Dynamical behaviour of electro-mechanical coupled problem

MEMS are very small devices in which electric as well as mechanical dynamics phenomena appear. Because of the microscopic scale, some strong coupling effects between the different physical fields appear, and some forces, which are negligible at macroscopic scales, have to be taken into account. In order to make a good design of these micro-systems, it is important to analyse the coupling between the electrical and mechanical fields. This paper concerns the modelling of the strong electromechanical coupling appearing in micro-electro-mechanical systems (MEMS). The finite element method (FEM) is used to perform dynamical analysis taking into account large mesh displacements. Analysing the vibration of microsystems is a fundamental issues in the design of a broad range of sensors and actuators.

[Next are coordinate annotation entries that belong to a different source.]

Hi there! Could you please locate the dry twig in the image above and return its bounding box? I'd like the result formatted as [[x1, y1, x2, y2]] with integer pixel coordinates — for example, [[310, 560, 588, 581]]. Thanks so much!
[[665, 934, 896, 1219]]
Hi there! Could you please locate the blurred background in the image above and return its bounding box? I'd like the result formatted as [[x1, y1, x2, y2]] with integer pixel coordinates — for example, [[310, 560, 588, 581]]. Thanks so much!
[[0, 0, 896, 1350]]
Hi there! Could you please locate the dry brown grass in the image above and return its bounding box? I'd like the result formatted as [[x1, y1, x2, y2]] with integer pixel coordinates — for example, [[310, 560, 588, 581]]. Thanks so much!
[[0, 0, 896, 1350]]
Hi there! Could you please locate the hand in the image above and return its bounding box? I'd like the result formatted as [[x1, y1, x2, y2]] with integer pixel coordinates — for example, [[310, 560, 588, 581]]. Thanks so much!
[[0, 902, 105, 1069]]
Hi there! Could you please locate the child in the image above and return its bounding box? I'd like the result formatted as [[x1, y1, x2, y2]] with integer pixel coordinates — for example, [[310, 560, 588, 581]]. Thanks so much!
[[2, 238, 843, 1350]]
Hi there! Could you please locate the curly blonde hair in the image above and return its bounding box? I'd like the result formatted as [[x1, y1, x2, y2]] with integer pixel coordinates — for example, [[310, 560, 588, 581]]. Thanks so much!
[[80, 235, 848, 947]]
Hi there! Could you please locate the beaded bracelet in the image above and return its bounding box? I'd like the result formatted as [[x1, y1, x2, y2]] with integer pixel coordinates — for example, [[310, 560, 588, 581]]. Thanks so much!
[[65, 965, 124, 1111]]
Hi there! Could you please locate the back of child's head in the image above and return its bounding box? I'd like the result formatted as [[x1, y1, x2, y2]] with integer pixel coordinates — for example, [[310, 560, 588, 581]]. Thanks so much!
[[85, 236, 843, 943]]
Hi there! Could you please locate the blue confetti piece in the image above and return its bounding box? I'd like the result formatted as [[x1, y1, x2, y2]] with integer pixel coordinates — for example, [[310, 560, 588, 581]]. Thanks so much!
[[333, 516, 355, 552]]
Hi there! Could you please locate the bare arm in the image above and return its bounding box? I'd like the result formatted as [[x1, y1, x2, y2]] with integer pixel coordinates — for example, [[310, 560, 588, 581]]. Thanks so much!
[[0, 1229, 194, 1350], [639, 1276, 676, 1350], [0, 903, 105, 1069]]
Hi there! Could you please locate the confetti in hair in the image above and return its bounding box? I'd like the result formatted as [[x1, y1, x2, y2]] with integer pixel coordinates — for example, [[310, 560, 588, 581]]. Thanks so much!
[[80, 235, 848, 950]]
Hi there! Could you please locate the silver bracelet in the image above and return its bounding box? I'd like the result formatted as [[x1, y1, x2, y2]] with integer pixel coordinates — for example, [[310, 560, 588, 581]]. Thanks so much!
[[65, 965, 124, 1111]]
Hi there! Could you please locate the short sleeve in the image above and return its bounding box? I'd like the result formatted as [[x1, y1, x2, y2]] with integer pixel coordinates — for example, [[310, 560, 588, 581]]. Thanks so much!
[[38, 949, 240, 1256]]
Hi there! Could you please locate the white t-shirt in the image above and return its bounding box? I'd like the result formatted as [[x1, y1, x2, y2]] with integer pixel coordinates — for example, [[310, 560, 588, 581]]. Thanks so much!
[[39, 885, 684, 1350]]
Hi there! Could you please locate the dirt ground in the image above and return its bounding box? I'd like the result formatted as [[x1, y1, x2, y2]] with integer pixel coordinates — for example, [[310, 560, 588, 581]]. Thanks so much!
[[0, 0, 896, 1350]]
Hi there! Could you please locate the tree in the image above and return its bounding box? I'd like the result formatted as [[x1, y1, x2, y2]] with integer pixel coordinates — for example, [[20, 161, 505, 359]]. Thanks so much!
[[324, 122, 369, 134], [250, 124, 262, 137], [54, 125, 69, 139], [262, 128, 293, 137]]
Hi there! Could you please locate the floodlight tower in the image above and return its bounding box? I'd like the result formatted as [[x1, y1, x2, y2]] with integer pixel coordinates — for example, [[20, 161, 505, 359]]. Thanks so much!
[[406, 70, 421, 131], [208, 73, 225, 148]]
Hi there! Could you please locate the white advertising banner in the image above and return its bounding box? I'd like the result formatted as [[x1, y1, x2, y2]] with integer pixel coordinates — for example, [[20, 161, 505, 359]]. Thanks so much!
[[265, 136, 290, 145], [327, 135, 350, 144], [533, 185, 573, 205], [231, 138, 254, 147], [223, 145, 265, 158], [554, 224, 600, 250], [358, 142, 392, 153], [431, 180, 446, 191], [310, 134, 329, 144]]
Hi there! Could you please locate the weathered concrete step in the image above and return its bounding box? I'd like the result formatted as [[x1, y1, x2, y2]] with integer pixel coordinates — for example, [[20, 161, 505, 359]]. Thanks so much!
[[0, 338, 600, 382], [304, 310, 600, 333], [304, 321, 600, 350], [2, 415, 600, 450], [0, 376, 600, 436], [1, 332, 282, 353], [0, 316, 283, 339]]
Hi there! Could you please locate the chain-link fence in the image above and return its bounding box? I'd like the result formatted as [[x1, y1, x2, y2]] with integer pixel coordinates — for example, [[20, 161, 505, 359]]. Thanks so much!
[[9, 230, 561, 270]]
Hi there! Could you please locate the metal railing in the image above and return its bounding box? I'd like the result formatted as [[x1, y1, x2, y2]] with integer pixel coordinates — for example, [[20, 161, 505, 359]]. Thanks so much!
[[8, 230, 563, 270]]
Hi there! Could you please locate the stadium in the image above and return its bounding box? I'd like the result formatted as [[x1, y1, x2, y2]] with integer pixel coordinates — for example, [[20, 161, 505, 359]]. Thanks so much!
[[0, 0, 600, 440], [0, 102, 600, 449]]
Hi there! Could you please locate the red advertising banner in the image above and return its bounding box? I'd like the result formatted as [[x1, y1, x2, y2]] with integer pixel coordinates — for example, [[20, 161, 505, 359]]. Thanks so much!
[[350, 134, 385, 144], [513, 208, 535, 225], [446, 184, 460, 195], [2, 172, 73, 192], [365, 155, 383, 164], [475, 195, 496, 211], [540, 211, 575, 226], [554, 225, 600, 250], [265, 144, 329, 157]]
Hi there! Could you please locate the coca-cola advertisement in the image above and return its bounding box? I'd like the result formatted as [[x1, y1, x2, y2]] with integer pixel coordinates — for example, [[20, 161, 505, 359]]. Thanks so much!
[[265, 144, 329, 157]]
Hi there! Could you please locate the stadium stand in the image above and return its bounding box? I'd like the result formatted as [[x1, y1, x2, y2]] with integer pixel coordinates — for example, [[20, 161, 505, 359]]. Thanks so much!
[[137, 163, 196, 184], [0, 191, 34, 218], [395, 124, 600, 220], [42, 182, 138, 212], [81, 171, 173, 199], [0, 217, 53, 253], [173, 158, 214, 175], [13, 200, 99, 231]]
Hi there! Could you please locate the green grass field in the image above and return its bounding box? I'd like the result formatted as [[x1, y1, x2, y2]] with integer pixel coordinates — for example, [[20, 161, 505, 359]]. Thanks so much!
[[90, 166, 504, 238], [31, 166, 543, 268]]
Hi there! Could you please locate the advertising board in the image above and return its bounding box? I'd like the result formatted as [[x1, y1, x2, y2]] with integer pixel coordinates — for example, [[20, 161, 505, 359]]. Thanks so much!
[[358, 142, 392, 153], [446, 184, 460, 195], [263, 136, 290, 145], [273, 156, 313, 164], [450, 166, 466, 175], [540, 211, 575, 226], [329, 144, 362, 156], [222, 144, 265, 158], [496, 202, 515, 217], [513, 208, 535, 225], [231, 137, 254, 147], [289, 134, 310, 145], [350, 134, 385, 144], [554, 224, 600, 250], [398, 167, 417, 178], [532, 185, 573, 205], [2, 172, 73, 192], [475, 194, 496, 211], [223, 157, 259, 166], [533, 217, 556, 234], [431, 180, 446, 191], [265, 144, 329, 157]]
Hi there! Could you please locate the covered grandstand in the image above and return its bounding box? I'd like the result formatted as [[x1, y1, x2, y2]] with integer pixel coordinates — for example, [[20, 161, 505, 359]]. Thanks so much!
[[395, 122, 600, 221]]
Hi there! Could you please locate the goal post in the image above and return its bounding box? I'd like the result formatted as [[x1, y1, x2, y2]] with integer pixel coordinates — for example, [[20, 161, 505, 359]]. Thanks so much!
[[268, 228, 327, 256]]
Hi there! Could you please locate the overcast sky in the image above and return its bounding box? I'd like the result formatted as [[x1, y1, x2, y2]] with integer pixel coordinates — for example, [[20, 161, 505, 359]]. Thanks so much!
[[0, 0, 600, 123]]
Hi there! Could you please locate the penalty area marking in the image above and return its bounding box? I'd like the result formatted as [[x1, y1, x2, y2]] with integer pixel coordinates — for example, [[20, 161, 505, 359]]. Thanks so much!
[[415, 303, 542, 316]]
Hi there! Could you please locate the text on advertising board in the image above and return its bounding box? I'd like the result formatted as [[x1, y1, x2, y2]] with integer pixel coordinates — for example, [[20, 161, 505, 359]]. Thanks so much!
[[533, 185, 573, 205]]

The state of the art currently consists in using staggered procedures to compute quasi-static configurations based on the iteration between a structural model loaded by electrostatic forces and an electrostatic model defined on a domain following the deformation of the structure. Staggered iteration then leads to a static equilibrium position. Performing a perturbation analysis around the static equilibrium yields the electromechanical linearized stiffness needed for computing the eigenfrequencies. Obviously, performing the perturbation analysis to evaluate the tangent stiffness for every degree of freedom leads to very high computing costs and therefore onlythe tangent stiffness associated with presumed modes (typically some purely structural modes) are computed. Such a procedure can lead to important inaccuracies for designs where the electrostatic coupling is not quasi-uniform. In our work, we have developed a fully coupled electro-mechanical formulation that allows to find static equilibrium positions in a non-staggered way and which provides fully consistent tangent stiffness matrices for vibration analysis. The efficiency of the approach will be illustrated on modes of micro-electromechanical devices. The results obtained indicate that using this approach pull-in can be computed very accurately and at low computational cost. Also the coupled electromechanical modes obtained in the vicinity of equilibrium positions can be significantly different from the approximations obtained using a structural reduction at forehand. Numerical results are checked against analytical results where appropriate. The formulation developed for the strongly coupled electromechanical problem allows consistent vibration analysis of the system and yields more accurate vibration eigenmodes and frequencies than the classical staggered approaches.
A second interest of the coupled tangent matrix is the computation of the dynamical behaviour of the coupled problem when we apply suddenly a voltage to the electrodes. Even under the pull-in voltage, the overshoot of the dynamical response may reduce the distance between the plate so that the electric force becomes dominant and the plates stick together. This phenomenon is called the dynamical pull-in. We will also treat it in this research.